Historical records abound with details of sumptuous picnic feasts and today’s simple fare would have been thought very meagre and mean occasions. Laurie Lee remembered his childhood growing up in Gloucestershire before the First World War when he wrote Cider with Rosie.
‘For Mother’s picnics were planned on a tribal scale, with huge preparation beforehand. She flew around the kitchen issuing orders and the young men stood appalled at the work. There were sliced cucumbers and pots of paste, radishes and pepper and salt, cakes and buns and macaroons, soup plates of bread and butter, jam and treacle, jugs of milk and several fresh made jellies’
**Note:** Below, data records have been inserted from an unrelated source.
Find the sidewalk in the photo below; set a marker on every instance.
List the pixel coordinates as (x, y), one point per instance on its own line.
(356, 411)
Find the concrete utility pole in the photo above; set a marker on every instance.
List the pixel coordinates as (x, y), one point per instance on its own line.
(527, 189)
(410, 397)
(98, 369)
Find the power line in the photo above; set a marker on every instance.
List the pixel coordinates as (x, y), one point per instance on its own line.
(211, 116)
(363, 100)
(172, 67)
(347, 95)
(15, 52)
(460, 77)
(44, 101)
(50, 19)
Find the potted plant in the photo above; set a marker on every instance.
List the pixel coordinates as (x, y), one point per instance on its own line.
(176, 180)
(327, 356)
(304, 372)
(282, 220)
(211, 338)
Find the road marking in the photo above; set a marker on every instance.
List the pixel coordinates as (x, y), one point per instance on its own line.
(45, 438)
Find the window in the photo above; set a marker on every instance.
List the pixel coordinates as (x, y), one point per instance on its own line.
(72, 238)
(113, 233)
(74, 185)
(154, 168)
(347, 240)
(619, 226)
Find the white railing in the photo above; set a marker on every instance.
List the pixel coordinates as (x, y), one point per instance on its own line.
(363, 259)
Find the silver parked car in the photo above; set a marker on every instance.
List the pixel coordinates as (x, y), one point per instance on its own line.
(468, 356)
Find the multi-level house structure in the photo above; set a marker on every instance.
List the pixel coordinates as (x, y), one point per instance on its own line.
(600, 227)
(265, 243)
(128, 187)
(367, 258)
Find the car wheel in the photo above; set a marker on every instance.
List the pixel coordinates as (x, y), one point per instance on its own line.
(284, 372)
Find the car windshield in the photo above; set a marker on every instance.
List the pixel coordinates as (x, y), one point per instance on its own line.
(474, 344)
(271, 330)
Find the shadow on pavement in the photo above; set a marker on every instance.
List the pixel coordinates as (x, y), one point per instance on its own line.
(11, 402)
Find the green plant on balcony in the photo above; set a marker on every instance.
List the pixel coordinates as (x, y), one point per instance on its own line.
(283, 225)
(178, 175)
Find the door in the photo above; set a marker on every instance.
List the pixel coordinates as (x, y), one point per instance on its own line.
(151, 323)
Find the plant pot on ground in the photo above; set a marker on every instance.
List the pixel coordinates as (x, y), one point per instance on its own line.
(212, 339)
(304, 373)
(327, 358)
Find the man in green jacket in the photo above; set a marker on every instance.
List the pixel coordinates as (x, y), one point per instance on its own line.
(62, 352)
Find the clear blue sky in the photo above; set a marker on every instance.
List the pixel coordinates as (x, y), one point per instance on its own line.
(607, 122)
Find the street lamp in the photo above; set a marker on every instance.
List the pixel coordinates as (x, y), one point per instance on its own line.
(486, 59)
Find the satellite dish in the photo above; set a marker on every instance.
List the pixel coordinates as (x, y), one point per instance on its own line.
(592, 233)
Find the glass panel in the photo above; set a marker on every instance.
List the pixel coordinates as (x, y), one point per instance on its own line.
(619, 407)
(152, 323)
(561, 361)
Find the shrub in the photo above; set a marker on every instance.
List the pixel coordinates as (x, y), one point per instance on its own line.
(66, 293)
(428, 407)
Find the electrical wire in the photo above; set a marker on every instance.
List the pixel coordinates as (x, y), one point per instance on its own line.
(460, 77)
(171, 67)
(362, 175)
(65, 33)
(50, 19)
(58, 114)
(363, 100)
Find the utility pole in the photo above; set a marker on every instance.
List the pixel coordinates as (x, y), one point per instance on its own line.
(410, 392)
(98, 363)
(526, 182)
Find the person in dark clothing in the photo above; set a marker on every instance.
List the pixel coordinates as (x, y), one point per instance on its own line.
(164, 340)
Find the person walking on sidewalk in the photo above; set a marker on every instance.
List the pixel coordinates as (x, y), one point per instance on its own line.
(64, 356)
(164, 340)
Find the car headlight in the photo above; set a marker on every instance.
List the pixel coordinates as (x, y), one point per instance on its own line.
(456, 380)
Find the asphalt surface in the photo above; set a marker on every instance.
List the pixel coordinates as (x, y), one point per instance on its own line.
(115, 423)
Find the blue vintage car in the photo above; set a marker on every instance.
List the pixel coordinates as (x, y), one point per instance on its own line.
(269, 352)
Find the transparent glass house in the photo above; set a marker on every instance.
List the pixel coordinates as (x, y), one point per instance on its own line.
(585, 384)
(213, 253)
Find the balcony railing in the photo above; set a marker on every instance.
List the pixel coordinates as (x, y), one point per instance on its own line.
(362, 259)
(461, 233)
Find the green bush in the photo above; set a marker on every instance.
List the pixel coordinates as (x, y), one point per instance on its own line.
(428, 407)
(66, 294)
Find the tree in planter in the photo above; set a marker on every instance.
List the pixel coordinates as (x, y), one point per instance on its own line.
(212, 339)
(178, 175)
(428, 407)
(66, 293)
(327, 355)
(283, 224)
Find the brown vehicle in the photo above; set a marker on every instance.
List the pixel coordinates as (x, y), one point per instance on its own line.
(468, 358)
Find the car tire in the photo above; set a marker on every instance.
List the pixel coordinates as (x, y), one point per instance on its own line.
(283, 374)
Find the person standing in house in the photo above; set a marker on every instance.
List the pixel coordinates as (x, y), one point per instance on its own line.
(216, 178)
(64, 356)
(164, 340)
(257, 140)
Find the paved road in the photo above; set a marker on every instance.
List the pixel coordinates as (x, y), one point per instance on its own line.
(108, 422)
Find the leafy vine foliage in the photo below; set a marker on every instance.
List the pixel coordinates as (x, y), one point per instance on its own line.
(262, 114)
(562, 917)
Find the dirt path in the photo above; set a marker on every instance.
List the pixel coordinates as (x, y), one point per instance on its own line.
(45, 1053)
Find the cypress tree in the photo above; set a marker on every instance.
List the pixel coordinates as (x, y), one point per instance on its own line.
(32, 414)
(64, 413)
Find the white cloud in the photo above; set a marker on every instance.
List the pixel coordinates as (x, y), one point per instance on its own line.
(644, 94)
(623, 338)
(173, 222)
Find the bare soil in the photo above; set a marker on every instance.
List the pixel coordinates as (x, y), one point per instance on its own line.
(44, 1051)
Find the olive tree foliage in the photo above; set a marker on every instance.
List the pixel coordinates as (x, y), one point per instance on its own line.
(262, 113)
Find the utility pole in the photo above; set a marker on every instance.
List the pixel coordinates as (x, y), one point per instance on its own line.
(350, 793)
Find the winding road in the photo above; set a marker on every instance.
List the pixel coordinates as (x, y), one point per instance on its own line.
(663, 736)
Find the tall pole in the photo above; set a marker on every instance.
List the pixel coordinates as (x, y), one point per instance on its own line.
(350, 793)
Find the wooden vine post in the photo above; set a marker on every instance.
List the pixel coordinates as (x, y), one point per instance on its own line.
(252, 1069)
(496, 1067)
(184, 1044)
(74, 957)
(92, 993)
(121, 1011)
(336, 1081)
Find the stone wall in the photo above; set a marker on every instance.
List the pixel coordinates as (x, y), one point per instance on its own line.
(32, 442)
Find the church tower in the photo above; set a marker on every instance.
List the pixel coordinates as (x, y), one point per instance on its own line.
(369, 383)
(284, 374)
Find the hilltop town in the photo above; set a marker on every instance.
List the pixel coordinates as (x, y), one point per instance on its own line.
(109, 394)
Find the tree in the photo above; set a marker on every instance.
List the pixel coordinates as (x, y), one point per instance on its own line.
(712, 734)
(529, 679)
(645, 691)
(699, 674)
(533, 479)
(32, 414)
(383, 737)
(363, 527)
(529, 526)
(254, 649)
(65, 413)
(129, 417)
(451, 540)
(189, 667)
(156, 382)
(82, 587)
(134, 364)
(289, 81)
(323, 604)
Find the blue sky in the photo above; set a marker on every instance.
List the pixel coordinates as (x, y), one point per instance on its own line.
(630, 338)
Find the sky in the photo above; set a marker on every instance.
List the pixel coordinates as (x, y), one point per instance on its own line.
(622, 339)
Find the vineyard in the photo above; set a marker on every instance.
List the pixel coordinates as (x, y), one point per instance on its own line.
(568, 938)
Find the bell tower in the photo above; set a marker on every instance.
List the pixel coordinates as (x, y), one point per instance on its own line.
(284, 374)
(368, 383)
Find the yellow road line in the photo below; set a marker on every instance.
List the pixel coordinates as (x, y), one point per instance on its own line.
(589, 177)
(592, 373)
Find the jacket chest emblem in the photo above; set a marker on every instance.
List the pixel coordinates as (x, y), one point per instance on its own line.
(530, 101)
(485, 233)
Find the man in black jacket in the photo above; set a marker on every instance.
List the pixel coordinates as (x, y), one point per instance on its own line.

On a more modest scale, my brother and I as children used to set off for the day to Judy Woods, taking argumentative turns to carry the basket in which lay a primus stove and kettle, frying pan and sausages, medicine bottles filled with homemade lemonade and a piece of cake each. Our destination was about a mile away from where beech trees stretched as far as the eye could see and a stream meandered through from one end to the other. We never met anyone save Dozy Doris who, dressed in a man’s coat seemed unaware of us as she chewed toothlessly and muttered to herself shambling her way along the deserted paths. We became intrepid explorers into the depths of nowhere. I don’t remember the cooking being very successful and why we had to have a kettle and water, goodness knows, perhaps it was all to do with the challenge of lighting a fire with twigs; flames rarely took hold despite our lying flat on our stomachs and blowing like mad at the dying flame but, believe me, the raw sausages, lemonade and cake tasted better than any feast a palace could provide!
The pleasure of summer food has an informal conviviality hard to beat; mix, dip, slurp, experiment with new foods, grill, baste, taste, sip, drip and gorge then bring out the family games. Enjoy our inconsistent UK climate, and keep fingers and toes crossed rather than banking on a sunny weather forecast to be accurate!